Tucked into a nook in one corner of the room, there was an oddly painted black and white dining room table with matching mismatched chairs. Formerly a placeholder for papers while we ate dinner sitting on the floor, it had recently transformed into a desk during the unprecedented times that were finishing college from home.
Looking around the space, a constellation of memories appear: the spot on the bedroom carpet where someone began to let themselves feel again, the kitchen counter where two someones got engaged over cooking dinner on the stove, the bed where at least one someone lost their virginity.
I looked up to see the window that allowed skateboard rumbles and laughter from the sidewalk below to seep into the room on a typical day, but also the sound of tear gas canisters and rubber bullets on an atypical night. It was still smudged with a forehead print or two, whether from watching snowflakes illuminated by a streetlamp in the parking lot across the road or from reading Black Lives Matter protest signs hastily scribbled with Sharpie on the backs of pizza boxes.

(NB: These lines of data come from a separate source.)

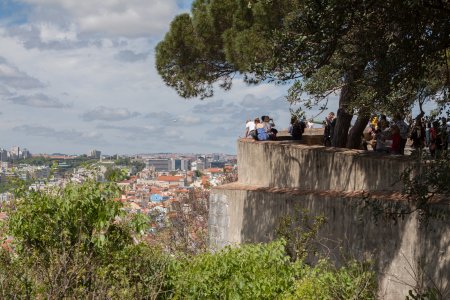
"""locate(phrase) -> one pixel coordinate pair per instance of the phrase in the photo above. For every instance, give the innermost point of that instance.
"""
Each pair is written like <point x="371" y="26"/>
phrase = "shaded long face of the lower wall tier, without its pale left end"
<point x="352" y="231"/>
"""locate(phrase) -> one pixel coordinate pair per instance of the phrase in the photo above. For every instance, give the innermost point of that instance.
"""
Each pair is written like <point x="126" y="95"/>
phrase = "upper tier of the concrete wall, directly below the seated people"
<point x="293" y="165"/>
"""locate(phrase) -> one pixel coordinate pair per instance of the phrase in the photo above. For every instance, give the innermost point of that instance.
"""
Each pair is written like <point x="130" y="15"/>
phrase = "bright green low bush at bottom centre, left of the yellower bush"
<point x="248" y="272"/>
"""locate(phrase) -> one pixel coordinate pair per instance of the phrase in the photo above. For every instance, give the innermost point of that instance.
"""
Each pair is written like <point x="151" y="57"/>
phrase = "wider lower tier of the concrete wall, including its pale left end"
<point x="240" y="214"/>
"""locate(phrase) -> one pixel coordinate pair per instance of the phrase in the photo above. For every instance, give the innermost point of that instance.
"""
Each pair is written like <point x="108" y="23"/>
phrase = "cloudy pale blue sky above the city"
<point x="77" y="75"/>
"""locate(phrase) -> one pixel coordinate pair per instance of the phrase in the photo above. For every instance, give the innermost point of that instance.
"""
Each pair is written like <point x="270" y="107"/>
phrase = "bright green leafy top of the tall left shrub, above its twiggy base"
<point x="79" y="213"/>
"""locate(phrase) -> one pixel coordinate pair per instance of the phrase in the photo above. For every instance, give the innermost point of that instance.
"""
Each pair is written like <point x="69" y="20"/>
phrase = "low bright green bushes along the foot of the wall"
<point x="263" y="271"/>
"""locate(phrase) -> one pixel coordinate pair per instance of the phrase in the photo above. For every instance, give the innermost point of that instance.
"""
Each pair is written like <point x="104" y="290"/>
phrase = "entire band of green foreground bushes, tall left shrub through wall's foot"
<point x="78" y="243"/>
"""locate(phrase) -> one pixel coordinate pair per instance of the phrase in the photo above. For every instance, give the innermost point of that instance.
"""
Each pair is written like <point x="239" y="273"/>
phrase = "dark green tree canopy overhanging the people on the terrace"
<point x="380" y="55"/>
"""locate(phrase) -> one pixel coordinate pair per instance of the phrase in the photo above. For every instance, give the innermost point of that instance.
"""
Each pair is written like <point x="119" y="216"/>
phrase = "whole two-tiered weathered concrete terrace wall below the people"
<point x="276" y="178"/>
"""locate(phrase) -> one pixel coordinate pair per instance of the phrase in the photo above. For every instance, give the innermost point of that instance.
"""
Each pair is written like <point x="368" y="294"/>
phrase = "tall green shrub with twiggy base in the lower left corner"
<point x="77" y="242"/>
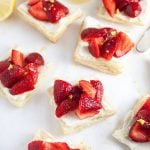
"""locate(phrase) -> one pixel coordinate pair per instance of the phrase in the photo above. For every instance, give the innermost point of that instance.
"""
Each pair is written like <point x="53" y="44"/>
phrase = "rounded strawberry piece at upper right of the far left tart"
<point x="35" y="58"/>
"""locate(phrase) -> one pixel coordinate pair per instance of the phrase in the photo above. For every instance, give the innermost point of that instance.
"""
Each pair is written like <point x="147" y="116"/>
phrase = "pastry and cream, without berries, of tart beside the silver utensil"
<point x="83" y="56"/>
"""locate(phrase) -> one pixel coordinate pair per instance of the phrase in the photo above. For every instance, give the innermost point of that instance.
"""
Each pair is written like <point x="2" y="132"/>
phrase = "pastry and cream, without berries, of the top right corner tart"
<point x="142" y="18"/>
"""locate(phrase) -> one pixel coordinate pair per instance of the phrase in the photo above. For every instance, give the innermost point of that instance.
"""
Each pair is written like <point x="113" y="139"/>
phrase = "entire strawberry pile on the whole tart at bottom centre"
<point x="84" y="98"/>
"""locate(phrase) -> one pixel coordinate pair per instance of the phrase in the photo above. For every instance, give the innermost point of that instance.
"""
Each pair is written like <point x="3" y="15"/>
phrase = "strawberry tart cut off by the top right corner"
<point x="131" y="12"/>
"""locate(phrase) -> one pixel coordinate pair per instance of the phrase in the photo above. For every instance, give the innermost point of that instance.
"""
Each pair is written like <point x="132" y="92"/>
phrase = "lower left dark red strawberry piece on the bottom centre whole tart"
<point x="66" y="106"/>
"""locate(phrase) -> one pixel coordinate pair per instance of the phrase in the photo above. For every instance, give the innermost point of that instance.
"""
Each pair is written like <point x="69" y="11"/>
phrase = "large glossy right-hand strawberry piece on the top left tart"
<point x="54" y="10"/>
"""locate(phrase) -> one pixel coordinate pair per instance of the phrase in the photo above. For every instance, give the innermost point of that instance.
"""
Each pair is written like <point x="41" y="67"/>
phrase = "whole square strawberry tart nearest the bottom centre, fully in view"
<point x="80" y="105"/>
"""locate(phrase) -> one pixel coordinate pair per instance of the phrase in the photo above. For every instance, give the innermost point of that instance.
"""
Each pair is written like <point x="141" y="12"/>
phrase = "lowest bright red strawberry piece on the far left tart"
<point x="24" y="85"/>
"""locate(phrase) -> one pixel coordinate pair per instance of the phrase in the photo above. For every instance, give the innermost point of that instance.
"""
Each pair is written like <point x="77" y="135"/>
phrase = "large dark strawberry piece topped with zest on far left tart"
<point x="11" y="75"/>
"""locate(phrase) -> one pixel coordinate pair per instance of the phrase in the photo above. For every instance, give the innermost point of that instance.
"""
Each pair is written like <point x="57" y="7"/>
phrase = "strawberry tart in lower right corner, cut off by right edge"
<point x="135" y="130"/>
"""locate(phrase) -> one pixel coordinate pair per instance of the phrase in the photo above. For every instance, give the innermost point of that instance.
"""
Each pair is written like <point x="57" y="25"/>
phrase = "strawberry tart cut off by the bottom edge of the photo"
<point x="45" y="141"/>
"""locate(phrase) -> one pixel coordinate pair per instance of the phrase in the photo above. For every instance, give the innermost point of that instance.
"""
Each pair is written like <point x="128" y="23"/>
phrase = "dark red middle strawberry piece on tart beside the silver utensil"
<point x="109" y="48"/>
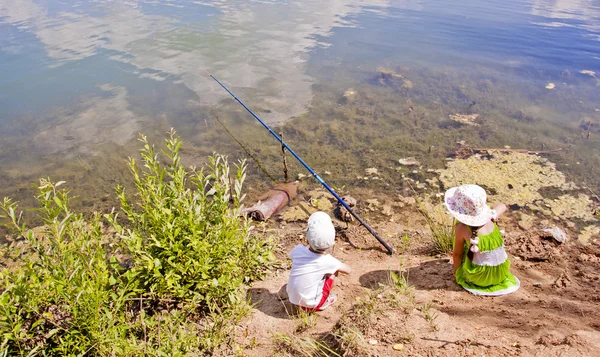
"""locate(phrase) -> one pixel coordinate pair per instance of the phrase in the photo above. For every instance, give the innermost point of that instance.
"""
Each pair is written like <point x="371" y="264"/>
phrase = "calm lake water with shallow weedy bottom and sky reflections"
<point x="352" y="84"/>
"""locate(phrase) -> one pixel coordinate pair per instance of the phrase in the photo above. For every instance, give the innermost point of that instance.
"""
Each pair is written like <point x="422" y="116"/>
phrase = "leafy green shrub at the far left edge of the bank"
<point x="59" y="298"/>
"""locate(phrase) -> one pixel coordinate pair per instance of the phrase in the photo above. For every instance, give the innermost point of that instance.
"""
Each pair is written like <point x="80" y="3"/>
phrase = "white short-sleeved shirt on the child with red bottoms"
<point x="305" y="287"/>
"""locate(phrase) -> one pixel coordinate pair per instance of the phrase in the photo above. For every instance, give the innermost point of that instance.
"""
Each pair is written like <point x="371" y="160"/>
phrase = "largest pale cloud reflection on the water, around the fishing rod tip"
<point x="258" y="48"/>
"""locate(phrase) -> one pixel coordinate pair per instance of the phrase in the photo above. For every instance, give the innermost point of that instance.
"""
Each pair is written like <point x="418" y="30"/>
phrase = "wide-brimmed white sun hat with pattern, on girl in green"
<point x="467" y="203"/>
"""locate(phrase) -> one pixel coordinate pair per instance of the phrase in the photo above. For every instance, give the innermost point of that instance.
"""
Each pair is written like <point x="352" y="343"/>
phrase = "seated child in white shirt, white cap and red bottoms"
<point x="313" y="270"/>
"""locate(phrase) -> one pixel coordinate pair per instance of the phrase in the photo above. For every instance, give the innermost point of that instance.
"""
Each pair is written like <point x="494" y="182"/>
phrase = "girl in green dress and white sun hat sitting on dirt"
<point x="481" y="265"/>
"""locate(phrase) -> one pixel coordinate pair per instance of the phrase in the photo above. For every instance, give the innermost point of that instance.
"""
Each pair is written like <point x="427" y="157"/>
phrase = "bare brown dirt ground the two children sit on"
<point x="555" y="312"/>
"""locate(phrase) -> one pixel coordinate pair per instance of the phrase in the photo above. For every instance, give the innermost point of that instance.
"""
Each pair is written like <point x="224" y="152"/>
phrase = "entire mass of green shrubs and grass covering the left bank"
<point x="166" y="279"/>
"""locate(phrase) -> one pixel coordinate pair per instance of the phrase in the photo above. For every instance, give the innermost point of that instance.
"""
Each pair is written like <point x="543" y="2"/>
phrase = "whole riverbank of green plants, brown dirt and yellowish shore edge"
<point x="405" y="304"/>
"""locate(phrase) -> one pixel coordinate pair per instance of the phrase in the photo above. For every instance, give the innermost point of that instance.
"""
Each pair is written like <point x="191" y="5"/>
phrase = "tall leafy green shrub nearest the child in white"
<point x="185" y="239"/>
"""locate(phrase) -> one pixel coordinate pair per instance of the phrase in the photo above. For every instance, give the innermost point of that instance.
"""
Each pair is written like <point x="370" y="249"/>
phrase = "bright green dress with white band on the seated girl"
<point x="488" y="273"/>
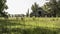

These won’t be your stories, but they were ours. May you break your own glasses on the floor and set off the fire alarms for your own meals. May you be proud of where you live. May you make it your own. But occasionally, every once in a while, may you think to yourself how deeply someone must have loved it before you.
What a beautiful debut and tribute to your home. Can’t wait to keep reading more from you.
Memories and places are two beautiful things, even more so when mixed. Hold on to them; make more of them; love them.
Thank you for sharing with the post calvin. Keep writing as your heart leads.